Snell Golf’s online sales model is a cost-efficient and convenient alternative to buying balls through traditional channels, with sales growing by nearly 400% in the company’s second year. The concept could disrupt the classic business model for golf balls.
The Kirkland Signature golf ball craze at Costco that swept the golf world late last year seems to have cooled down as the supply has dwindled. But the concept of a tour-performance golf ball at an affordable price is the business model espoused by Dean Snell, who launched Snell Golf in 2015 after spending 28 years in the ball business at Titleist and TaylorMade, the Reston, Va.-based Morning Read reported.
“The Kirkland ball opened some eyes that there are some choices other than the big guys, where you can get tour performance at an affordable price,” Snell said.
Costco, the wholesale membership club, emerged as a disruptor breaking into the highly profitable golf ball industry from the lower end of the price curve ($15.99 per dozen).

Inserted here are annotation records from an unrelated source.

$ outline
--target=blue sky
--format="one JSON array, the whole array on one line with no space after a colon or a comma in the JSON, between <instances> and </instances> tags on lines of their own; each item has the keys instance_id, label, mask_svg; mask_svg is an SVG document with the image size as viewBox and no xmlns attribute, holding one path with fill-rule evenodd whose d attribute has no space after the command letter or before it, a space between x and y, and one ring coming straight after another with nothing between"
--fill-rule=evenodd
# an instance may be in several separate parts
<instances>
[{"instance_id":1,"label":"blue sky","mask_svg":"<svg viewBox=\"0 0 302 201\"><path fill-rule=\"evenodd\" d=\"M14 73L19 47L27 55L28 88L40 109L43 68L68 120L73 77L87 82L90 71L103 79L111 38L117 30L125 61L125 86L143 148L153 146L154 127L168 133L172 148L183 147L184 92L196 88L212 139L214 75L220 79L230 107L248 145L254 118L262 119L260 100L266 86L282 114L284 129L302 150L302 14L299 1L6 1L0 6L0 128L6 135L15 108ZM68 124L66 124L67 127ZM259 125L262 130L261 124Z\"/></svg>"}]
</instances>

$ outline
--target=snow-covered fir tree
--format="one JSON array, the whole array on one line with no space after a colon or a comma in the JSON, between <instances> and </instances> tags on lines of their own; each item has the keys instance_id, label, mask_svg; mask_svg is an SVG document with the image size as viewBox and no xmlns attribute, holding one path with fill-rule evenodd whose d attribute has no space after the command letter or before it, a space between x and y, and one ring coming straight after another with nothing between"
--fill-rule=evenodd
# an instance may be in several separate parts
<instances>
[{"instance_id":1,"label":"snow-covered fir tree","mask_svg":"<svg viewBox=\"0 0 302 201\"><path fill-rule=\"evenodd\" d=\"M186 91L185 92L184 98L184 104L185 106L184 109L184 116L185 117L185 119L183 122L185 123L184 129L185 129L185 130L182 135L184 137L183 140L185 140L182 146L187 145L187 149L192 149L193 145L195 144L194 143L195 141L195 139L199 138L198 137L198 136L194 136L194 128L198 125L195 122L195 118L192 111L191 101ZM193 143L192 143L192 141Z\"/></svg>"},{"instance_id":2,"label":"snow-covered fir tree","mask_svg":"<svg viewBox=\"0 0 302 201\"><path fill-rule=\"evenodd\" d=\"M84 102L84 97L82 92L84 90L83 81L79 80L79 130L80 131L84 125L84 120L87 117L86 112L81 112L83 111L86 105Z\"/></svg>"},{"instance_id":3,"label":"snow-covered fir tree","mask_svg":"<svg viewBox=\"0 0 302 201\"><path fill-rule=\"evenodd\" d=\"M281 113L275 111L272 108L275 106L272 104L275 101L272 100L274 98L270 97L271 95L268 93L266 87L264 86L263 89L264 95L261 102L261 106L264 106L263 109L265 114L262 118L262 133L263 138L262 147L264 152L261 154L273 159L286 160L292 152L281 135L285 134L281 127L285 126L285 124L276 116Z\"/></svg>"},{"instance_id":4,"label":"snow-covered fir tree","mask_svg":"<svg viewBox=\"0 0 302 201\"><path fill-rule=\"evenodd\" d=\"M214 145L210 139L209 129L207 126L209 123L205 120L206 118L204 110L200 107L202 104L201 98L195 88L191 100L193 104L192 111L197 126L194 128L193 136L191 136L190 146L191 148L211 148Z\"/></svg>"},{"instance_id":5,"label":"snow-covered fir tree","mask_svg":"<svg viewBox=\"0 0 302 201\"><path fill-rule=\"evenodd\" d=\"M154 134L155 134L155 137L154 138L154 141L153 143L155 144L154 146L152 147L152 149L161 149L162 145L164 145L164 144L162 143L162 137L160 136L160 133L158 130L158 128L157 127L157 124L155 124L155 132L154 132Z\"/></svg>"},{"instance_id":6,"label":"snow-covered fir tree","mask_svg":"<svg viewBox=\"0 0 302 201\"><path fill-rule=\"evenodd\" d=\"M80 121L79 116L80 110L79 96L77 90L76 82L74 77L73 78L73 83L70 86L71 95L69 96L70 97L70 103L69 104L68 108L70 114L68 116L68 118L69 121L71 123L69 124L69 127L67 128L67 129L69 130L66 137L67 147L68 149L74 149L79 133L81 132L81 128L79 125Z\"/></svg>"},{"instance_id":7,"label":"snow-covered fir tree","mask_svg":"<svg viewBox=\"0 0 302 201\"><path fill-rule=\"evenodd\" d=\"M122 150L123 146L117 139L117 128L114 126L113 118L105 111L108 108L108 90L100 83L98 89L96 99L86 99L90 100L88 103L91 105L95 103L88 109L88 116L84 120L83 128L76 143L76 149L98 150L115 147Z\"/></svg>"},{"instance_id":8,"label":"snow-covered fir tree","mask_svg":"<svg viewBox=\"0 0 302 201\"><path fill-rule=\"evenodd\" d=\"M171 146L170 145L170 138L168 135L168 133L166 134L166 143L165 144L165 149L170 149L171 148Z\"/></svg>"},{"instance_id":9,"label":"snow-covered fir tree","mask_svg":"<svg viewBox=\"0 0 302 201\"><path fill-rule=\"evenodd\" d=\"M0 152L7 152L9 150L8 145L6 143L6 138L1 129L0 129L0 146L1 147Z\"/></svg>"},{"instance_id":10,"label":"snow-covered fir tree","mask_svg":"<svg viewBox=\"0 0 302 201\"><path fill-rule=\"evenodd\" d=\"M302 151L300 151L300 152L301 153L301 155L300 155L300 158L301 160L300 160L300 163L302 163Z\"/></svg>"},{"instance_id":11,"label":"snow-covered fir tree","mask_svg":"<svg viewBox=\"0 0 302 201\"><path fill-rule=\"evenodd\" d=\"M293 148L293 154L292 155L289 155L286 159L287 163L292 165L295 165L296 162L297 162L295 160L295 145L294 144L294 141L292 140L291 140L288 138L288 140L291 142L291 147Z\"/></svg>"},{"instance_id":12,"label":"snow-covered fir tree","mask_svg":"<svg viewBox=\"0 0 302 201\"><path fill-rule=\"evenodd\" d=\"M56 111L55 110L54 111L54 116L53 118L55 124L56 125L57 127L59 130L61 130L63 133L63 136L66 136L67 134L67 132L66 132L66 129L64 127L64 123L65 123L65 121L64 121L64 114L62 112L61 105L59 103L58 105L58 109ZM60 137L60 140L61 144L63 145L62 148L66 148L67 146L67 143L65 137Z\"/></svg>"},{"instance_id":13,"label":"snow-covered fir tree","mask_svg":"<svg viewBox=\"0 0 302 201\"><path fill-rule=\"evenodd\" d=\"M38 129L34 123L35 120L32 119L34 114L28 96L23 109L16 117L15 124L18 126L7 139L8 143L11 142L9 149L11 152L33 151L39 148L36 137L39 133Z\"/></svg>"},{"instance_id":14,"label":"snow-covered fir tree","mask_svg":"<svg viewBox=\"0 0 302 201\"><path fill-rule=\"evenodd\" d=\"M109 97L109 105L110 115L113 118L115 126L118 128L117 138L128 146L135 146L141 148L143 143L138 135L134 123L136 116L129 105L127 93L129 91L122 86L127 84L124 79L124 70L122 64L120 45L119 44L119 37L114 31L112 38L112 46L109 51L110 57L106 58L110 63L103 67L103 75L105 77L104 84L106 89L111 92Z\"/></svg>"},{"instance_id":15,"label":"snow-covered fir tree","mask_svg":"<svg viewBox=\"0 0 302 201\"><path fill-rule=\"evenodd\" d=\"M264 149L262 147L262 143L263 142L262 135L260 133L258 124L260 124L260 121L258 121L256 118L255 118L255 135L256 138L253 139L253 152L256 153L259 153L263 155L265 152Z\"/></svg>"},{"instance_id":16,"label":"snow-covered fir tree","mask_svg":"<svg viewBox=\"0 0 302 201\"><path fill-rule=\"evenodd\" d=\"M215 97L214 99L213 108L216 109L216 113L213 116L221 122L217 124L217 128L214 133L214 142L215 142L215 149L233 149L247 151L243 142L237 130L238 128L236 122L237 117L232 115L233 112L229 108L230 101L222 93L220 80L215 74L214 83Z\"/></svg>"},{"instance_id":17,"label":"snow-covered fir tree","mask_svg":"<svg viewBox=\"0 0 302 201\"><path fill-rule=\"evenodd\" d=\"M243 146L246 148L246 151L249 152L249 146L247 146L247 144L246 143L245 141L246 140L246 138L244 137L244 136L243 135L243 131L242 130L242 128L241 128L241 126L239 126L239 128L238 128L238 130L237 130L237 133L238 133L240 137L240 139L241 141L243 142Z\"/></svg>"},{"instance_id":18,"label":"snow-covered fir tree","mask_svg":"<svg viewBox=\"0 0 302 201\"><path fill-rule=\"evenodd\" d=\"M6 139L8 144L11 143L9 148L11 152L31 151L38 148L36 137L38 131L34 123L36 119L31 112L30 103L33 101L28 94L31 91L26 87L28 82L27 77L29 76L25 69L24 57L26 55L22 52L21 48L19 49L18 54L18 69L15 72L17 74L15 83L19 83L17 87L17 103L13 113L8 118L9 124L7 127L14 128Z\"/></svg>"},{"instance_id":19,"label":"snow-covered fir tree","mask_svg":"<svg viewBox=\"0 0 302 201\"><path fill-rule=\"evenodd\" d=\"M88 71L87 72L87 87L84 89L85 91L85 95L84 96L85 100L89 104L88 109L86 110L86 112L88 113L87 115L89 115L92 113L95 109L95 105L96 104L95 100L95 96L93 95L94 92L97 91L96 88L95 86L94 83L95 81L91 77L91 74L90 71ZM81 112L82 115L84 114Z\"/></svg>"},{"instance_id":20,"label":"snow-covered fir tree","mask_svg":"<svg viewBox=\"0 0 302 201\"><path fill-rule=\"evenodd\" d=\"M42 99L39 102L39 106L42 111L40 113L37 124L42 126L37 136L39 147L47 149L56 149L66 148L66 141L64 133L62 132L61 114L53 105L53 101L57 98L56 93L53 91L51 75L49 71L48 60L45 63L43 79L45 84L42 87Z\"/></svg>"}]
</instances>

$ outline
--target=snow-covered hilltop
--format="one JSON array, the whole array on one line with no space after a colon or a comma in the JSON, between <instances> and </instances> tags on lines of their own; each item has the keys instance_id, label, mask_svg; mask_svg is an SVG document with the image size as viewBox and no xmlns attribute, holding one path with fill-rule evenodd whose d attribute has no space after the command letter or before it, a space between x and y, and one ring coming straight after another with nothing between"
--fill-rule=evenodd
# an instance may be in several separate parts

Snell Golf’s direct-to-consumer online model takes a page from Warby Parker in eyeglasses and Dollar Shave Club (without the automatic monthly payments) as a cost-efficient and convenient alternative to buying balls through traditional channels, Morning Read reported.
Snell’s New Bedford, Mass.-based family-operated startup still uses thin, cast urethane cover technology to produce a premium multilayer ball with a low-compression core. The MTB (My Tour Ball) sells for $31.99 per dozen plus free shipping in the U.S. (the value-pack of six dozen reduces the average price to $26.33 per dozen), Morning Read reported.
Snell’s concept, which also is being used by Nicklaus Golf and Vice Golf, could signal that the classic consumer-products business model for golf balls is about to change, with retailers and suppliers preparing to encroach on their traditional positions along the value chain using a digital connection with the consumer. Snell has eliminated marketing and advertising expenses, and the cost of paying endorsement contracts to PGA Tour and other top pros, Morning Read reported.
“Those guys do validate the product, but they cost a lot of money and bitch all the time and get everything for free,” Snell said.
Snell has always been a straight shooter, and one of his goals is to educate golfers about how to find the right ball. Lesson One: don’t buy a ball based on driving distance, he says. It’s a belief that goes against most industry advertising, and bears explanation, Morning Read reported.
“It’s the wrong message,” Snell said. “They all go the same distance these days. Trust me. You’re still not going to win a long-drive contest, but you do have to finish the hole from 150 yards. The average golfer misses 17 greens in regulation. You need performance around the green. If you hit a wedge 5 feet closer, that may be one less three-putt and save you a full stroke.”
Snell says his best-seller, the MTB, was designed for optimal control around the green. “Go test from 100 yards and in,” he said. “That’s where you should pick the performance difference.”
Snell doesn’t expect Costco to continue to shake up the golf ball market with its sold-out ball because only a limited number of factories are capable of supplying cast urethane, Morning Read reported.
“If they were able to get an unlimited supply of cast urethane for golf balls and continue to sell them for $15, it would hurt the whole golf ball industry, for sure,” he said, “but they won’t be able to get the volume to do it. It’s a short story in a long novel.”
So far, Snell reports sales grew nearly 400% in the company’s second year. Less than six months into the new year, he nearly has matched his sales from 2016, Morning Read reported.
“I was hoping it would be a crawl, walk, run business, and it’s been crawl and sprint,” he said.